Forsa CEO Manfred Güllner (left) and the German minister of Food and Agriculture Christian Schmidt present the Nutrition report 2017 - Photo: BMEL
The German minister of Food and Agriculture Christian Schmidt and Forsa CEO Manfred Güllner, presented the second Nutrition report. Together they presented the results of the annual survey to journalists in Berlin, on 3 January 2017.
In the report the research institute, Forsa, collected the German habits, desires and trends on behalf of the Federal Ministry of Food and Agriculture. “The Nutrition report 2017 reflects our society. It shows how food, shopping and cooking are integrated into our modern work-life balance and that food is more than mere nutrition.
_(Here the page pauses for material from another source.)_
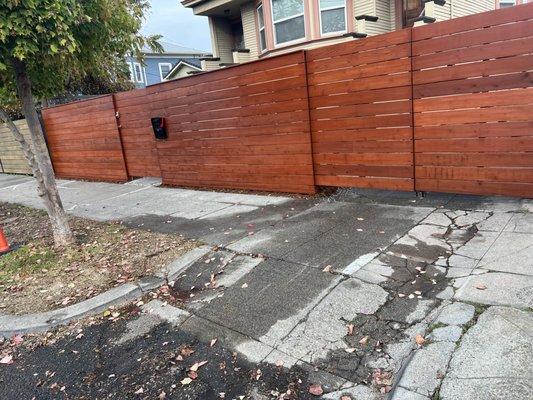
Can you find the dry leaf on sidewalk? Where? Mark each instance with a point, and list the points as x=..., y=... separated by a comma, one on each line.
x=316, y=390
x=420, y=340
Eating and food are part of our culture and social cohesion, and it is not only associated with home and health but also with the increasing expectations and requirements for sustainable and socially responsibly produced food,” stated the minister during the presentation.
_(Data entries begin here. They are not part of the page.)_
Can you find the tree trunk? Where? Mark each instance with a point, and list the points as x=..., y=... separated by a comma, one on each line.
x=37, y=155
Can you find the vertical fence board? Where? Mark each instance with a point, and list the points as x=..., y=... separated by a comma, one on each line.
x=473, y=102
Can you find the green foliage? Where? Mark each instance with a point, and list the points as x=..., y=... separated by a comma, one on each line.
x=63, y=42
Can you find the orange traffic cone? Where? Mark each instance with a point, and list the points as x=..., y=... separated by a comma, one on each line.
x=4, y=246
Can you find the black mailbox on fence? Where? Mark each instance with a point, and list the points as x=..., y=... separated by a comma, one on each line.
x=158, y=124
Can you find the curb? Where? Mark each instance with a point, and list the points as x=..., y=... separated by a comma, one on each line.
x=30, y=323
Nutrition should be a school subject
Minister Schmidt wants to create a special school subject about nutrition. The majority of the participants of the survey agree with the minister on this point. Nine out of ten Germans find knowledge about nutrition just as important as subjects such as mathematics, German or English. In the previous survey (2016) 89% of the participants already indicated that the basics of a healthy diet should be taught in primary schools. And according the Nutrition report 2017, the pupils will quite probably appreciate these classes, as the age category of 14-18 years old prefers cooking the most of all age categories. "We should pick up on this enthusiasm with school kitchens and a systematic and suitable educational concept," continued Schmidt.
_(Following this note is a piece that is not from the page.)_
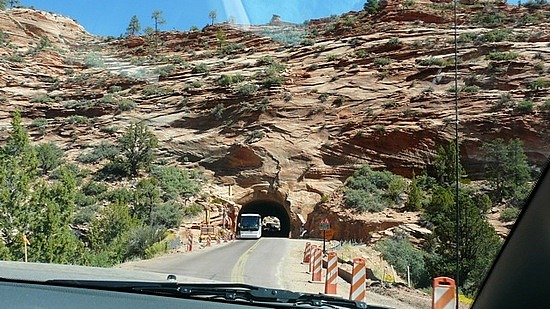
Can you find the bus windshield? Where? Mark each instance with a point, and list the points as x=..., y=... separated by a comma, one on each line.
x=250, y=223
A single source for nutritional information
Parallel to his plans for the school subject about nutrition, Schmidt has begun to reorganize the basic structures for nutrition information and communication. For instance, this month the German Center for Nutrition (Bundeszentrum für Ernährung, BZfE) will start its work. "The German Center for Nutrition will be the central point for everyday, science-based information, communication and recommendations on nutrition," explained Schmidt. Part of the BZfE is the National Center for Quality School Meals (Nationale Qualitätszentrum für Schulernährung, NQZ). Of all the participants, 90% wanted clear quality standards for school and day care center meals. The NQC will set out to create these standards.
Clear guidelines on the shelf-life of food
Minister Schmidt also advocates the introduction of a “use before date”, which clarifies when food is no longer edible. 70% of the participants of the Nutrition Report 2017 indicated that a “use before date” should replace the “best before” dates. Furthermore, 89% are in favor of removing the best before date of non-perishable foods. "This way we clearly acknowledge that the best before date is just a model. But consumers only want a clear indication of the date when food is no longer edible," stated minister Schmidt.